Okay, so there are 10 fish. 2 die, 5 drown, 1 gets trapped in the filter, how many left?

stop counting you idiot. fish cant drown.


----------



## RoughNeck (Mar 16, 2010)

thxs for that young i was tryin to do the goesintas but im on pain pills and had 15 fish dead


----------



## youngdon (Mar 10, 2010)

Roughneck, sounds like lunch!! Are you OK?


----------



## RoughNeck (Mar 16, 2010)

had 9 teeth pulled and implants put in today, but they gave me some really good pain pills so im feelin tingly all over







, my mouth and lips are huge look like Bubba Gump off forest gump


----------



## youngdon (Mar 10, 2010)

I'm sorry to hear you look that way(not that theres anything wrong with it) I can't even imagine how big they must be after all that dental work.


----------



## catcapper (Feb 11, 2010)

OUCH!!!!!!!!!!!!!!!!!!!


----------



## youngdon (Mar 10, 2010)

He knows I'm kidding right Roughneck??


----------



## RoughNeck (Mar 16, 2010)

youngdon said:


> He knows I'm kidding right Roughneck??


Oh heck yea young it is all funny to me cause right now im in the clouds flyin around dont know how ill feel in a couple of days but im just all smiles now The pain pills are taking all the pain away


----------



## youngdon (Mar 10, 2010)

Watch out for ducks!!


----------



## hassell (Feb 9, 2010)

RoughNeck said:


> Oh heck yea young it is all funny to me cause right now im in the clouds flyin around dont know how ill feel in a couple of days but im just all smiles now The pain pills are taking all the pain away


 Sounds like you need to put some Iron Butterfly on and lay back. HA!!!


----------



## youngdon (Mar 10, 2010)

Iron Butterfly ??? Boy you really date yourself with that remark.


----------



## hassell (Feb 9, 2010)

youngdon said:


> Iron Butterfly ??? Boy you really date yourself with that remark.

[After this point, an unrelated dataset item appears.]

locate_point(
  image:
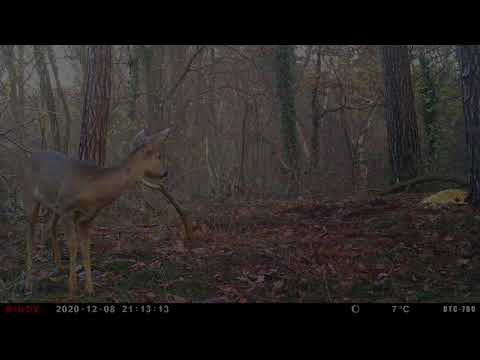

 Knew I'd get a remark from you on that one!! HA


----------



## youngdon (Mar 10, 2010)

I'd hate to admit I also owned their vinyl and 8-tracks if I didn't have so much fun in those days.


----------



## hassell (Feb 9, 2010)

youngdon said:


> I'd hate to admit I also owned their vinyl and 8-tracks if I didn't have so much fun in those days.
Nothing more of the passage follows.